Our project examines democratic consolidation in Mexico through the lens of electoral politics. Who sets the agenda in Mexican elections? To what extent does this agenda respond to, engage, or ignore ordinary citizens? And what do the dynamics of “issue emergence” mean for democratic representation?

These questions go to the heart of Mexico’s new political system. Modern democracy consists of a chain of delegations from citizens to leaders, through which popular preferences are theoretically translated into public policy. Although this process of translation involves much more than elections alone, elections do constitute a key mechanism of democratic accountability and representation. If “the people” cannot make themselves heard in the electoral arena, either directly of indirectly, they are unlikely to exercise much control over public policy.

How electoral campaigns come to focus on a particular set of issues – out of an almost infinite possible set – thus matters crucially for the operation of democracy. The role of elections may be especially important in many new democracies, where democratic norms and institutions outside of the electoral sphere are often less developed. In such a context, campaigns probably constitute citizens’ best chance to influence political debate.

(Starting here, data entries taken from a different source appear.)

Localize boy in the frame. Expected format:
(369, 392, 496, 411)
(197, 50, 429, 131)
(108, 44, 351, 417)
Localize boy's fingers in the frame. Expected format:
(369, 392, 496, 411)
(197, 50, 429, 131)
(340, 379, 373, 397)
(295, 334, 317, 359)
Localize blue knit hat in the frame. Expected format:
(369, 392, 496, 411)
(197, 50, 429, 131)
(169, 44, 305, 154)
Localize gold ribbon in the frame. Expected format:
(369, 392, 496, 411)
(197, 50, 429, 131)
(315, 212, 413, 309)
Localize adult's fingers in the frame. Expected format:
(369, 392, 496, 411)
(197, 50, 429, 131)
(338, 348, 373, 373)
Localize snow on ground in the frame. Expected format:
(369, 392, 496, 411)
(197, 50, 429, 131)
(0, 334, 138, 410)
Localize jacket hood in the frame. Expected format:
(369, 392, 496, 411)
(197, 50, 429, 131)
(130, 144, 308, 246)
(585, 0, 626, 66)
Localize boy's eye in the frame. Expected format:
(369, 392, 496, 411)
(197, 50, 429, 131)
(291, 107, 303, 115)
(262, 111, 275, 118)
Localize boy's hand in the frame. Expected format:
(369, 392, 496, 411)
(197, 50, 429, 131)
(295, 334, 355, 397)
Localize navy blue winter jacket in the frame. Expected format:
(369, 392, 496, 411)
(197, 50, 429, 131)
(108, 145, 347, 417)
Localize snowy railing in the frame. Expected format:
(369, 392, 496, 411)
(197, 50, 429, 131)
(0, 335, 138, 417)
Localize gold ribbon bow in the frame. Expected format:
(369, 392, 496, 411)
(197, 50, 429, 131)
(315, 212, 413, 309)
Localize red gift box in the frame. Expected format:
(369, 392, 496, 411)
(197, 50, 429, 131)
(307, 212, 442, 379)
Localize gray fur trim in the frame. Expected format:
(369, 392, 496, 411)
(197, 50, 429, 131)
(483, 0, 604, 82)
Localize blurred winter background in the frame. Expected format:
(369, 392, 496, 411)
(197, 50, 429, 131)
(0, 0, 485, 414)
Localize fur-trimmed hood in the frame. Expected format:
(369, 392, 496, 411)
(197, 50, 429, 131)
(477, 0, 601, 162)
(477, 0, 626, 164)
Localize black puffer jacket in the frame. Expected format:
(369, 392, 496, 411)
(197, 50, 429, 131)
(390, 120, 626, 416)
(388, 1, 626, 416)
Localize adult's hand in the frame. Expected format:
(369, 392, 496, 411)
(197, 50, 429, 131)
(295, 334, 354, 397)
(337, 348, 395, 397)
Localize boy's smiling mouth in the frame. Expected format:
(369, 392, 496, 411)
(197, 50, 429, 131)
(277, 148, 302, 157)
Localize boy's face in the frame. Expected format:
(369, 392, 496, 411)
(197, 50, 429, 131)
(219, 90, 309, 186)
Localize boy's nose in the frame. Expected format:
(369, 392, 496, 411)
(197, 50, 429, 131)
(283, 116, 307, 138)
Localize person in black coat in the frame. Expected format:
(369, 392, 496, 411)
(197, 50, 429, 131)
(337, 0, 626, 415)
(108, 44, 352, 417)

The type of issues that receive emphasis in electoral contests also matters for the nature of democratic governance. Campaigns dominated by specific policy debates cast leaders in the role of “delegates”, giving them clearer mandates on at least some topics. By contrast, if voters are too ignorant to know where parties and candidates stand on particular issues, or to punish elected leaders for changing their stances once in office, then the scope of leaders’ discretion will be correspondingly broader. At best, campaigns would give leaders broad mandates on government performance, allowing them to act as “trustees” for the population. Electoral contests that focused primarily on candidate image and personality presumably promise even less in the way of effective representation.

Our project examines the types of issues that emerge as salient over the course of Mexico’s campaigns. We document how the mass public, candidates, political parties, and the media interact to shape the subjects of electoral contestation – taking into account the possibility that political elites may anticipate the preferences of ordinary citizens and of other elites. In particular, we address the extent to which campaigns remain a “top-down” process in Mexico’s new democracy. Ultimately, we hope to understand why electoral campaigns highlight or downplay certain issues, and to assess the implications of these dynamics for democratic governance. Combined with past research on Mexico’s 2000 presidential campaign, data from this project helps to shed light on key issues in democratic consolidation.